Hi,

I'm in the process of re-implementing the Windows port of ncurses. The current implementation is hard to maintain and flawed due to the attempt to combine the old legacy Windows Console API with the "new" Pseudo-Terminal based (aka ConPTY) implementation. I'm now dropping the support for legacy Windows and have a complete new implementation strictly based on the ConPTY I/O model.

During the course of this development I've incrementally created a devcontainer for Visual Studio Code that works on Linux and MacOS and contains the required toolchains to build ncurses for Windows in various configurations, including Windows on ARM. I named this project "Wincurses", you can find it here: https://github.com/juergenpf/Wincurses

Please note, that the preferred development environment still is Windows, but no longer with MSYS2, but with WSL2 as preferred POSIX environment. Inside WSL2 you use then the devcontainer. The nice thing here is, that the results can be immediately tested on Windows. If you would do that on a native Linux box, you would have to use wine for testing. But wine and Windows Console API doesn't play well together.

The ncurses source I refer to in Wincurses is my fork of Thomas Dickey's ncurses snapshot. You can find that here: https://github.com/juergenpf/ncurses-snapshots

It is contained in Wincurses as a git submodule. There I've a branch conpty that contains the current state of the re-implementation.

Please note, that the ncurses for Windows rewrite as well as Wincurses are both Work-in-Progress. I'm sharing that hoping for reviews and maybe contributions.
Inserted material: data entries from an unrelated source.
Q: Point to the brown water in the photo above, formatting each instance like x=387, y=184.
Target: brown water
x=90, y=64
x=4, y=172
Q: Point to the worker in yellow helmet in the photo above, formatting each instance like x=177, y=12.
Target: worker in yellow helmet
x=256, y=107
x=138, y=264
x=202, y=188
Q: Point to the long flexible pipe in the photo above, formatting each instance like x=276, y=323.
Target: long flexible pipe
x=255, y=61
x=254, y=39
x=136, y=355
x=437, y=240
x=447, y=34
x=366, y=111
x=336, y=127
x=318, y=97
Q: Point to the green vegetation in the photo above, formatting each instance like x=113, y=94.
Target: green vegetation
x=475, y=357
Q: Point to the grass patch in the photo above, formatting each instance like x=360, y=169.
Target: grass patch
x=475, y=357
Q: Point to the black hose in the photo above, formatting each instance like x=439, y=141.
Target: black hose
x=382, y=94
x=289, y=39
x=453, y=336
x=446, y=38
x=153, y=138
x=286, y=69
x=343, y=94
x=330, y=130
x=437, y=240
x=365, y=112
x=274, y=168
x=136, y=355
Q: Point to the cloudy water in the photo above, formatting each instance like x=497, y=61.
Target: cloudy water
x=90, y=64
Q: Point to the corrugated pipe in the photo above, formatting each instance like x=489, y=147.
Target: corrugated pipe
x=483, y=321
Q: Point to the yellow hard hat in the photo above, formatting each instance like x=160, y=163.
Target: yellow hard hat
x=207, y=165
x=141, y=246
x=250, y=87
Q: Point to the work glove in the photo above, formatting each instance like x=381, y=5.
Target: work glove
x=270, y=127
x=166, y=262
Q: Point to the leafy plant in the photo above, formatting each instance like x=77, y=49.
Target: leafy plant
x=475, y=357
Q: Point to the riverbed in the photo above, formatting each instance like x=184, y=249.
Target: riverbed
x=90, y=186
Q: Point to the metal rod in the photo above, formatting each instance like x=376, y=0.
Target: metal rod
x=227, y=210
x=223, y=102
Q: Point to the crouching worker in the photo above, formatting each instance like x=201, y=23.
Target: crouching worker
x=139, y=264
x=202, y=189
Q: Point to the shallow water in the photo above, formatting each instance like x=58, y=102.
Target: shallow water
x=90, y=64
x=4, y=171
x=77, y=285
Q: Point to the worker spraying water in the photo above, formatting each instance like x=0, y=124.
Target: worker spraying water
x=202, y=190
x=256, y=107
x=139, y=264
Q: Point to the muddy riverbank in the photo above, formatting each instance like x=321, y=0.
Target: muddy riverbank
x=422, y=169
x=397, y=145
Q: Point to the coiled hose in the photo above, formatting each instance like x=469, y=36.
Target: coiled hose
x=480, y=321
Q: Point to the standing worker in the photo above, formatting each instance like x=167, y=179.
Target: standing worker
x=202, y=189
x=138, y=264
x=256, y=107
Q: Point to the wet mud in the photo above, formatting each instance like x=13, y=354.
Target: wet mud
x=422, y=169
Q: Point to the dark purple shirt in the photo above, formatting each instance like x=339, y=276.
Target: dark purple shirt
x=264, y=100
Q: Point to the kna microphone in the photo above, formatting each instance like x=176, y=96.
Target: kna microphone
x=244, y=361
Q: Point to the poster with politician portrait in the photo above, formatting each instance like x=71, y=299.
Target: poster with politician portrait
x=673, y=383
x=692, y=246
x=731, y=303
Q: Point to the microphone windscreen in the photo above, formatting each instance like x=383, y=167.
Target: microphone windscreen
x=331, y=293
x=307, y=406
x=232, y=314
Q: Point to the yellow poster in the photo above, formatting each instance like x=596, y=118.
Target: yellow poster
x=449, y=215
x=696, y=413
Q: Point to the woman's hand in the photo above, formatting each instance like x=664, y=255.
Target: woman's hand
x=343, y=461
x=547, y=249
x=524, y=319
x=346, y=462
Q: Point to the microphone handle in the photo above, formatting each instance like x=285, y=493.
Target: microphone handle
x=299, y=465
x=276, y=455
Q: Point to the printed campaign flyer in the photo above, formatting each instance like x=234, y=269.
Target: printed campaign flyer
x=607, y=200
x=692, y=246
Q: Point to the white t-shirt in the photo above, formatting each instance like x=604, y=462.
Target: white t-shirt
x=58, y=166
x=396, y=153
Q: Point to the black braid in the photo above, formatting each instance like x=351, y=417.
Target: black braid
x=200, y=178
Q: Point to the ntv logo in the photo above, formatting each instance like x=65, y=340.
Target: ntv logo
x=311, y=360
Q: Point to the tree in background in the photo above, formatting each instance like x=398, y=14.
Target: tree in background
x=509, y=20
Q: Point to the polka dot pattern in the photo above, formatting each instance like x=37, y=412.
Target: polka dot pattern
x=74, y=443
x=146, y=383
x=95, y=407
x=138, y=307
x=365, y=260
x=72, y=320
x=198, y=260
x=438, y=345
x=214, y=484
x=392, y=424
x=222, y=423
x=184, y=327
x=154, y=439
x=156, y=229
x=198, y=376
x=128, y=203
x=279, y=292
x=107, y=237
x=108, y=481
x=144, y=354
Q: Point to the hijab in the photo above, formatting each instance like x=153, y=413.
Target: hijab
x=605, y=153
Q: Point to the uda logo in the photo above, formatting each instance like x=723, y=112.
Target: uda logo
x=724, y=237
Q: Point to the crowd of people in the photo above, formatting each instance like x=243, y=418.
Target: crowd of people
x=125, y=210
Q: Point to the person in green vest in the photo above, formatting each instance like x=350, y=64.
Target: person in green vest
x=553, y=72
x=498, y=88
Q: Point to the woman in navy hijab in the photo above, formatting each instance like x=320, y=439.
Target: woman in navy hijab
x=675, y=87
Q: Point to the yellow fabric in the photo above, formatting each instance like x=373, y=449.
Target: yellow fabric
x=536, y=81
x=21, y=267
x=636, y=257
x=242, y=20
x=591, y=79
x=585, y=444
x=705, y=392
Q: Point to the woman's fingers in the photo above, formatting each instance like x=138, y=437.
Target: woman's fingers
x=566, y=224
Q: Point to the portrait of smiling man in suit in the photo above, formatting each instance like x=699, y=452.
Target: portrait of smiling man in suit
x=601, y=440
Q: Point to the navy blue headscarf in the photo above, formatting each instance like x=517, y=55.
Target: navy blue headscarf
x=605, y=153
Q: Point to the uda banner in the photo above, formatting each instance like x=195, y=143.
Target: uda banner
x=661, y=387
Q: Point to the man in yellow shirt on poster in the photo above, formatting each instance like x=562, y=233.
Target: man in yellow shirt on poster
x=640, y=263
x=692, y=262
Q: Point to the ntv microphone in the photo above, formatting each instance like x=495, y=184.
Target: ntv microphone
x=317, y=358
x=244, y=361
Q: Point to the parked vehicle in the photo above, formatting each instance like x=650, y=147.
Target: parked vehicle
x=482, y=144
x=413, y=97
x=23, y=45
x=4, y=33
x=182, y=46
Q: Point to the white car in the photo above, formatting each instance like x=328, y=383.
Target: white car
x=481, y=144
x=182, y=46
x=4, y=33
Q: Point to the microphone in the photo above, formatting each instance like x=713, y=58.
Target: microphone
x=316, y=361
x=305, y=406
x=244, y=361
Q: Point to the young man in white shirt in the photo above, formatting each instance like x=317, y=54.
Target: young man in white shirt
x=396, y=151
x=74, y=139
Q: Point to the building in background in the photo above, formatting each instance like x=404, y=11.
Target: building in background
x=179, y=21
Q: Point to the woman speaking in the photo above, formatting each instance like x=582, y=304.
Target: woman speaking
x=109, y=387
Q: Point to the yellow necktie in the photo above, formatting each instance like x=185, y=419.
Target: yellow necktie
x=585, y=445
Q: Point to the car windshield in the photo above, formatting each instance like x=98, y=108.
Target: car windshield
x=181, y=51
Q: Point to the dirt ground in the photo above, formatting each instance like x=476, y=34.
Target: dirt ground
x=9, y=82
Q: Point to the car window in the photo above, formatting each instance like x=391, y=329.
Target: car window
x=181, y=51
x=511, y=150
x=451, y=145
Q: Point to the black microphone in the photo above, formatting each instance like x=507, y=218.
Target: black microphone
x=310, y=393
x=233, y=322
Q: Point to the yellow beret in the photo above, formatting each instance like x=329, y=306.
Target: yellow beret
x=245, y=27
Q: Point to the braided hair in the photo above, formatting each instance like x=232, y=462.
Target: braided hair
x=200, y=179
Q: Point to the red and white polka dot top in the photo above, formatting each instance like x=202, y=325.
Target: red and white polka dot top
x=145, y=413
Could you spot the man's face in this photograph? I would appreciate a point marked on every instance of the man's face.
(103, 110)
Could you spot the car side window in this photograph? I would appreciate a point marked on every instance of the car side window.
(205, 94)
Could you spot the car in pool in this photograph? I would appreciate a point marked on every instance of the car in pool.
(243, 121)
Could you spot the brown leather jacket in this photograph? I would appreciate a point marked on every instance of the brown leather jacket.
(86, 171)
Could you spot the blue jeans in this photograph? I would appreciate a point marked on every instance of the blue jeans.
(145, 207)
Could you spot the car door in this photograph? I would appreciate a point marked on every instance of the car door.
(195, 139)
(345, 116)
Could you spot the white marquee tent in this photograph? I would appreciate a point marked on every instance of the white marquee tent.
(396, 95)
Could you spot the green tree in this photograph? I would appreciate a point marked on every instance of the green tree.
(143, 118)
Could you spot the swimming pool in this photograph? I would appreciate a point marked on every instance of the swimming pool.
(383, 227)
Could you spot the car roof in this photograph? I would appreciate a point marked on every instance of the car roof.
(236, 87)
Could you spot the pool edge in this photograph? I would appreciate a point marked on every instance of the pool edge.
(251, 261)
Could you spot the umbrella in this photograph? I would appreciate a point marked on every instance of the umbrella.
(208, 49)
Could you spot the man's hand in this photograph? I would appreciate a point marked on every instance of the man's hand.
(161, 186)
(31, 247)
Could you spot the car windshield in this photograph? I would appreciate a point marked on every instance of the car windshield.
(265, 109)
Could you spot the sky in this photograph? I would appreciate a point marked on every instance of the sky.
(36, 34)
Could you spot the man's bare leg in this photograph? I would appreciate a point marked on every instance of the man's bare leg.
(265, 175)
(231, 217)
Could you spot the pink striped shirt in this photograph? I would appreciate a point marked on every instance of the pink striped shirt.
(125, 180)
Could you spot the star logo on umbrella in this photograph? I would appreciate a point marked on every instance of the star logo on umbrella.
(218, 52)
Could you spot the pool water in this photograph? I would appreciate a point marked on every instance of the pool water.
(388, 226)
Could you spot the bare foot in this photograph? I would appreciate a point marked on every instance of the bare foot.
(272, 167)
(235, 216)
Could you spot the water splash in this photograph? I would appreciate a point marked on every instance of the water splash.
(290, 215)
Examples for areas of interest:

- For Wincurses: if on WSL2, a set of Wrapper Scripts - similar to the ones that wine uses - to use Microsoft MSC compiler toolchain to build ncurses would be great

- For ncurses ConPTY development: the new implementation completely relies on the xterm mouse protocol supported by ConPTY. Mouse events are detected, but the mouse bytes are not parsed, maybe they come too fast. Would be nice to find someone who can take a second look.